Il guaio è che questo sistema alimentare non protegge la terra e chi la lavora, cioè la base di questo sistema. Anzi: questo sistema finisce proprio per distruggere gli agricoltori virtuosi e causa sprechi notevoli (quasi un terzo del cibo prodotto).
La direttrice di Slow Food ha poi continuato sostenendo che “abbiamo chiuso gli occhi per anni” di fronte a situazioni limite:
- contadini obbligati a lasciar marcire la frutta sugli alberi perché raccoglierla sarebbe stato più costoso
- allevatori che hanno versato in strada il latte prodotto per disperazione
- agricoltori che vendono il frumento al medesimo prezzo di dieci anni fa
- produttori che vengono vessati dalla grande distribuzione
In un clima del genere inevitabilmente alla fine il disagio è esploso, solo che è stato “indirizzato ad arte verso il bersaglio sbagliato”, cioè la transizione ecologica e le misure volte a tutelare l’ambiente.
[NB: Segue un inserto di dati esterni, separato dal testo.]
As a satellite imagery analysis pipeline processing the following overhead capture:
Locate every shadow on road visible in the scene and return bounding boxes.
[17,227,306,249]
Concorde anche Barbara Nappini, presidente di Slow Food Italia. Il Green Deal è la strada da percorrere: bisogna lottare contro la crisi climatica, ripristinare la fertilità del suolo e produrre e allevare con rispetto gli animali. Questo anche perché, come indicato dal report Ipbes-Ipcc, solamente la biodiversità può permettere di adattarci ai cambiamenti climatici.
Ma per fare questo è necessario supportare chi produce il cibo usando pratiche ecologiche e sostenibili. Nappini ha poi sottolineato qualcosa che in molti trascurano: si parla sempre dei sussidi europei all’agricoltura, ma peccato che ci si scorda sempre che i soldi della Pac continuano ad andare a poche, grandi aziende. Ben l’80% dei finanziamenti finisce nelle tasche dell’agricoltura intensiva.
Inoltre a distribuire questi soldi sono le istituzioni politiche, quelle formate da persone che noi votiamo. E conclude sostenendo che sia necessaria una transizione e rigenerazione ecologica che sia anche sociale.